In a sports program, even at young ages, children inherit responsibilities. But they also have rights.

 

The National Association for Sport and Physical Education Program has developed a "Bill of Rights for Young Athletes."

 

1. Right to participate in sports

2. Right to participate at a level commensurate with each child's maturity and ability

3. Right to have qualified adult leadership

4. Right to play as a child and not as an adult

5. Right to share in the leadership and decision-making of sport participation

6. Right to participate in safe and healthy environments

7. Right to proper preparation for participation in sports

8. Right to an equal opportunity to strive for success

9. Right to be treated with dignity

10. Right to have fun in sports

 

Development vs Professional Sports Model

 

It's important to remember that the major goals of professional sports are directly related to their status in the entertainment industry. 

 

The professional's job is to win; the ones that don't often join the ranks of the unemployed rather quickly. 

 

The developmental model of sport has a very different focus.
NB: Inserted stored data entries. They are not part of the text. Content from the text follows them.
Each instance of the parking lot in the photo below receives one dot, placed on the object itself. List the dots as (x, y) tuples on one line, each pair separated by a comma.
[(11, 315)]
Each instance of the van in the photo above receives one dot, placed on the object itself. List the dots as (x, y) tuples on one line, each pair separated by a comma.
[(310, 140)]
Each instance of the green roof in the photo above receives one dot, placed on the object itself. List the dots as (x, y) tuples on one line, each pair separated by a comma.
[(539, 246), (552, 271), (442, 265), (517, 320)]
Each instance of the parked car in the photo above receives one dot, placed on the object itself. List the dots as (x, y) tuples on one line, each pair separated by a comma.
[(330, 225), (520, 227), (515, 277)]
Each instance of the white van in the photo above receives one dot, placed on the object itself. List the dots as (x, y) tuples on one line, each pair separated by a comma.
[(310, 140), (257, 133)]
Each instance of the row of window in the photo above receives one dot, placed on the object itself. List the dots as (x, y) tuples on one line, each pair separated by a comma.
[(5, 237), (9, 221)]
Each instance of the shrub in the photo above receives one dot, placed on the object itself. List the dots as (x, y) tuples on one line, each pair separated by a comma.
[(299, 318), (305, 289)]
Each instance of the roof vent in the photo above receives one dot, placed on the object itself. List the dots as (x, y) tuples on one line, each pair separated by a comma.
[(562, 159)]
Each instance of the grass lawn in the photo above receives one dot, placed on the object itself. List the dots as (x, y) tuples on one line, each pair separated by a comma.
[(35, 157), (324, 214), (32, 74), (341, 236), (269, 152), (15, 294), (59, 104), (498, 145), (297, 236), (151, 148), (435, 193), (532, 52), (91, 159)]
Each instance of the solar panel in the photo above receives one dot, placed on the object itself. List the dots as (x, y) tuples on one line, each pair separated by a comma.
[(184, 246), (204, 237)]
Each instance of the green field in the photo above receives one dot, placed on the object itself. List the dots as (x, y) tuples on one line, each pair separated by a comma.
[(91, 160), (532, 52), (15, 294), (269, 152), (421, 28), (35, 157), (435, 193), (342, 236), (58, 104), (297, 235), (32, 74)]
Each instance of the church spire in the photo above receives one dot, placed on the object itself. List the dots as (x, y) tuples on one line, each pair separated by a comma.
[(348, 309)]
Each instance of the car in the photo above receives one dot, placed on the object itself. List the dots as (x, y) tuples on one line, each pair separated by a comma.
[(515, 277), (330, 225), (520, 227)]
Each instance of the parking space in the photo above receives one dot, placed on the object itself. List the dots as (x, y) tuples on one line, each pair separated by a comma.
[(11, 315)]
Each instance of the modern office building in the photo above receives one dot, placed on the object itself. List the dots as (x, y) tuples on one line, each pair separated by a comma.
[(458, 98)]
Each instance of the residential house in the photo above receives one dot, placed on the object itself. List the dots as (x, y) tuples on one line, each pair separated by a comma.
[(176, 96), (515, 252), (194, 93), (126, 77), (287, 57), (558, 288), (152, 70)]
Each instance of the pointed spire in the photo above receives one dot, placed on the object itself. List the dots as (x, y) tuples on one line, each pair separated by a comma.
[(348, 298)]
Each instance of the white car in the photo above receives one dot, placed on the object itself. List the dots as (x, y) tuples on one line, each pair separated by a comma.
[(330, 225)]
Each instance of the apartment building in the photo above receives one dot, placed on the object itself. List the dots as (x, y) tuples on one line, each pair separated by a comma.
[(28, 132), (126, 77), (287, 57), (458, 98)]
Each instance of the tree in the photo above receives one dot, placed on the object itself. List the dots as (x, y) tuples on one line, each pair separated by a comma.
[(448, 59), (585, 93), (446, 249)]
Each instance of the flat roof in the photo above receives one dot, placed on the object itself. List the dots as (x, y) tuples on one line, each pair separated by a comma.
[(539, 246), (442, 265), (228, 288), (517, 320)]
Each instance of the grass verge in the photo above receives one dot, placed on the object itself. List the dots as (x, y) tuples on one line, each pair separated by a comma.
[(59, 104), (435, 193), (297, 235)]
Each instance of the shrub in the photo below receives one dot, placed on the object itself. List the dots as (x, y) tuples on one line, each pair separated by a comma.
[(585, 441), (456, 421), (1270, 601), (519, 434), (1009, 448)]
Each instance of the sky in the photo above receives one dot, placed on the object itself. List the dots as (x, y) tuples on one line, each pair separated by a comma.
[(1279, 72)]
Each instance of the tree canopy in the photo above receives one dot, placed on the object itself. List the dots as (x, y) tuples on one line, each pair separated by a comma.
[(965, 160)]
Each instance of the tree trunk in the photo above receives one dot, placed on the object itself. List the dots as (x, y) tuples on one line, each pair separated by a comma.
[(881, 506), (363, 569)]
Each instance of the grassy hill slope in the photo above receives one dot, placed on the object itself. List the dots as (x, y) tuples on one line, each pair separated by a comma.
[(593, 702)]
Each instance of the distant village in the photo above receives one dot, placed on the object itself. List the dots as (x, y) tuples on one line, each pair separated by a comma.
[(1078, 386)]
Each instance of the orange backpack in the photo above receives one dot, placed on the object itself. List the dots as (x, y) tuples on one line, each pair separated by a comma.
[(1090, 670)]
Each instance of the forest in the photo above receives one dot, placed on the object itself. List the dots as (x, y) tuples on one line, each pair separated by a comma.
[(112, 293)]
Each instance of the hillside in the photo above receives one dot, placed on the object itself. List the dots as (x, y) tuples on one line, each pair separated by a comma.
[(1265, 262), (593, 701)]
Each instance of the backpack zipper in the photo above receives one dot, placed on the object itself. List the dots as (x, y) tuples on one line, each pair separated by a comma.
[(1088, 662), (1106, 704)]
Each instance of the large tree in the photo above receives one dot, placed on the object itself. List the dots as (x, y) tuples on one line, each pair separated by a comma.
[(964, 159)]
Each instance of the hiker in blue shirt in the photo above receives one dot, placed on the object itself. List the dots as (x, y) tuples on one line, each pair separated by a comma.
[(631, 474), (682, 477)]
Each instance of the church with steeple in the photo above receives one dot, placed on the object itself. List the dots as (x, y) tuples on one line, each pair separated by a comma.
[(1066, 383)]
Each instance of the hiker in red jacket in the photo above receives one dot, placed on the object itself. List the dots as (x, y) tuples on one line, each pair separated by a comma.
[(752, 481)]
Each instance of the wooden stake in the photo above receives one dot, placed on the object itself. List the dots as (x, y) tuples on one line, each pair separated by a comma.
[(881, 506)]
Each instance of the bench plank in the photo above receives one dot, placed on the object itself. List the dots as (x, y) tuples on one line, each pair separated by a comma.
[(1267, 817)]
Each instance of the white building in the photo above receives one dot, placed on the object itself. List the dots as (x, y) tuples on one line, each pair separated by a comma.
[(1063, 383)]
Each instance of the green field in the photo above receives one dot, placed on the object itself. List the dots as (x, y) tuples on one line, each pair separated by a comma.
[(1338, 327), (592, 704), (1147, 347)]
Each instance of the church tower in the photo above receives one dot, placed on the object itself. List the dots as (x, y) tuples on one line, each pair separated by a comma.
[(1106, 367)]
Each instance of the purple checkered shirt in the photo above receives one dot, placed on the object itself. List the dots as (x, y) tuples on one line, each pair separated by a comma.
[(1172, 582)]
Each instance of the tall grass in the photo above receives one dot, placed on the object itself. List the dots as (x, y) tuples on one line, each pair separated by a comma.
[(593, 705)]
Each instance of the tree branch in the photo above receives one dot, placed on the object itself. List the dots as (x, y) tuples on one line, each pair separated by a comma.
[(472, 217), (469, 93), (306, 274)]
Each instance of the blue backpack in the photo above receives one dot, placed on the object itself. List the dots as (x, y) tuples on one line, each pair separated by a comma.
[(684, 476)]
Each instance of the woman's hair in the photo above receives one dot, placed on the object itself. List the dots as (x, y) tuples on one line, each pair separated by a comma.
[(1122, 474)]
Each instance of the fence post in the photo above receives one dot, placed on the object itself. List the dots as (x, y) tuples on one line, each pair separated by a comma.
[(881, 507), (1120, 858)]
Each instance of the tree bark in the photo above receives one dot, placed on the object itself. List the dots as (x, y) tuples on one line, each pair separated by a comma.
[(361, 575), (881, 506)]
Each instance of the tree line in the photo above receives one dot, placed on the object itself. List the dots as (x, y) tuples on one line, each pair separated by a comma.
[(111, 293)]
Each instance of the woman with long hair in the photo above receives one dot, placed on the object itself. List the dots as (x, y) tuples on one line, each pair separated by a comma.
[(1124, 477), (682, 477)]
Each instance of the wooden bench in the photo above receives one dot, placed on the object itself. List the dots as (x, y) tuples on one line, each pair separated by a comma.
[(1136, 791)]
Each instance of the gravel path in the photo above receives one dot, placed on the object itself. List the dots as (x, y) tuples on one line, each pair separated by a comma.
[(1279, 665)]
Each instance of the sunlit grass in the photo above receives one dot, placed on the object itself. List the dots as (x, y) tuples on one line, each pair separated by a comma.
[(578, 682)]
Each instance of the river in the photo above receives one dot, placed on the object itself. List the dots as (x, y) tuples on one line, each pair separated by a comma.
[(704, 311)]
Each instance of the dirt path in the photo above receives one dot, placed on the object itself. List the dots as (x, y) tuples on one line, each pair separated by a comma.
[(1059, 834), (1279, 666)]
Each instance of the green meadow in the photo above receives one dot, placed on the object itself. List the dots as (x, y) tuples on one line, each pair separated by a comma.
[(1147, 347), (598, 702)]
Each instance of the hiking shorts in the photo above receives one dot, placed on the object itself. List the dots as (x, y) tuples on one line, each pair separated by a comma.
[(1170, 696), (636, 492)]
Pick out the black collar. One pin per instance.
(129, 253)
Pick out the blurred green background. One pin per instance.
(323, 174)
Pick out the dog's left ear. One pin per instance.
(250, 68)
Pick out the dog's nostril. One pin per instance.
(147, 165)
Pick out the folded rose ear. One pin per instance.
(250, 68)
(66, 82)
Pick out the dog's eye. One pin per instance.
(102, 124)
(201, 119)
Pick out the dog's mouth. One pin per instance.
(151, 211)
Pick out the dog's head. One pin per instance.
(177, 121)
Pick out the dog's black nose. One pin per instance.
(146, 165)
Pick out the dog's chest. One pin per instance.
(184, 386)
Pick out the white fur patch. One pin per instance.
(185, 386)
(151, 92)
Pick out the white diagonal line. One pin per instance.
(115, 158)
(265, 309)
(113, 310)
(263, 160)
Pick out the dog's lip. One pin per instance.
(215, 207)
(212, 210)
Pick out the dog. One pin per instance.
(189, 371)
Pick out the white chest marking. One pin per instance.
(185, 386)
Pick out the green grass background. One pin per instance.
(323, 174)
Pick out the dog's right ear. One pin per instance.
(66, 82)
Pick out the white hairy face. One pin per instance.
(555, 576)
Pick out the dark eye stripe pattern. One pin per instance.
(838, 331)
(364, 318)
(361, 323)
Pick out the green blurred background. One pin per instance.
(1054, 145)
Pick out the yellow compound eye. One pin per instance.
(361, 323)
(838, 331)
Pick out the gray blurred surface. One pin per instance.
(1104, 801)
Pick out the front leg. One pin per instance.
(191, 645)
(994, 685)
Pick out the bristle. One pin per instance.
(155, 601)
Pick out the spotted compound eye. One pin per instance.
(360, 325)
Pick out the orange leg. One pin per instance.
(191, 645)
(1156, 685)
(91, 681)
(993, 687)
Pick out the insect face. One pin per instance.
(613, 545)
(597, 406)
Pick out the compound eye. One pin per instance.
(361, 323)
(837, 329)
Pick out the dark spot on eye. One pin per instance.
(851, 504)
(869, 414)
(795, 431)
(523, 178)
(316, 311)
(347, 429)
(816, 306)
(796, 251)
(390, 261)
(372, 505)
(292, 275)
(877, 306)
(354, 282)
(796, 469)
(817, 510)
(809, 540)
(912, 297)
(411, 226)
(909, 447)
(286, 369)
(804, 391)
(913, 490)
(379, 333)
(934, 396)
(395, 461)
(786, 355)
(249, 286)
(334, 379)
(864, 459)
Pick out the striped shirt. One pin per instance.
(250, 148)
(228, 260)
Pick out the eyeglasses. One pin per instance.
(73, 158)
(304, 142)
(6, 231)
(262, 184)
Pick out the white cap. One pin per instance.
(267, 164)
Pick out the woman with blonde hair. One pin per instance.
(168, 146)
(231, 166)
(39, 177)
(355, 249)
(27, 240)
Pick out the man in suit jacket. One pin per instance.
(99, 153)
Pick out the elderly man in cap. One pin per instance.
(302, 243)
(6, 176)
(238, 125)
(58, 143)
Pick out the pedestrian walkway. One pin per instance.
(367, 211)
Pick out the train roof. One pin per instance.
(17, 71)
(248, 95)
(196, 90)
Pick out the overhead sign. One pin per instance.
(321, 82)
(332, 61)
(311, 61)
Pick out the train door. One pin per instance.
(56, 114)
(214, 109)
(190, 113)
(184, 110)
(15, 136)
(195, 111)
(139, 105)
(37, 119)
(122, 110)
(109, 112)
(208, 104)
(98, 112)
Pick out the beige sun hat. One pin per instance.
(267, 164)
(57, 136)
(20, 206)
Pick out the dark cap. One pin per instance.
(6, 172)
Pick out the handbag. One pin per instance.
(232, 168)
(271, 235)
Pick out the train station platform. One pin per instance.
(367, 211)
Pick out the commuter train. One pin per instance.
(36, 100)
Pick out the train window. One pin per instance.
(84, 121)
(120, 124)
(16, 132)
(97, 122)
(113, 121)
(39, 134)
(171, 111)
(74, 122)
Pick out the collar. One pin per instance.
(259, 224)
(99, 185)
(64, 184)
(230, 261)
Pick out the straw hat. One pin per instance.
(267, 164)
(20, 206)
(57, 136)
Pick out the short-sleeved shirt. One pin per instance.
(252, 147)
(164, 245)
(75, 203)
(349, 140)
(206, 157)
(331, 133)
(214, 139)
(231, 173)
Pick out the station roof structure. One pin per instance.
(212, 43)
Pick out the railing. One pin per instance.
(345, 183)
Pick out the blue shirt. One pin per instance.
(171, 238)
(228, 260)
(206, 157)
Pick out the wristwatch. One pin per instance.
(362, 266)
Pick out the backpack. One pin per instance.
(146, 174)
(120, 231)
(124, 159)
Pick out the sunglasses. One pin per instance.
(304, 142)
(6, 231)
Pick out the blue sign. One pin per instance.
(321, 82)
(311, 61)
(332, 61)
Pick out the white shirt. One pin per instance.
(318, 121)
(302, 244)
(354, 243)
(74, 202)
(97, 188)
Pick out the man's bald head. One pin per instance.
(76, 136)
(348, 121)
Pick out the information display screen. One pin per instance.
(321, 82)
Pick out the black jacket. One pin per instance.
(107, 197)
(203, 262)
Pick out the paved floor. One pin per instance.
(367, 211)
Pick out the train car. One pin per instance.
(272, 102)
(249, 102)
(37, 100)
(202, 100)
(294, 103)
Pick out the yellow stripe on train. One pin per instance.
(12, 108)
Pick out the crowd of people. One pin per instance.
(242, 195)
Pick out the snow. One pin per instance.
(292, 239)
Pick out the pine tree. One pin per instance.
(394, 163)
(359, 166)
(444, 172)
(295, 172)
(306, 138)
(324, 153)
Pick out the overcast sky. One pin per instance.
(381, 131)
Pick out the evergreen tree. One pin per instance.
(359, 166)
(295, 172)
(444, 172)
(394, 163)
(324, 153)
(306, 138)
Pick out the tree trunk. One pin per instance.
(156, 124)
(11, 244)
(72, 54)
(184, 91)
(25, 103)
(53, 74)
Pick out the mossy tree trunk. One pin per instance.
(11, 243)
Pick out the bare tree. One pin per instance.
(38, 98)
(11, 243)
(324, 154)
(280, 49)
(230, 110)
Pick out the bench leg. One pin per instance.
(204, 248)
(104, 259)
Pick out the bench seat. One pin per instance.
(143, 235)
The quality of the experience, from the athlete's perspective, is the metric. Not from the perspective of the coach or parents.

 

Sport participation is an educational process whereby children and adolescents can learn to cope with realities they're likely to face later in life. While winning, and the effort to succeed are often part of the goal, winning should not be the primary goal. 

Also in the development model, dealing with adversity can come in the form of properly handling a bad call from referees or umpires or struggling against a superior competitor.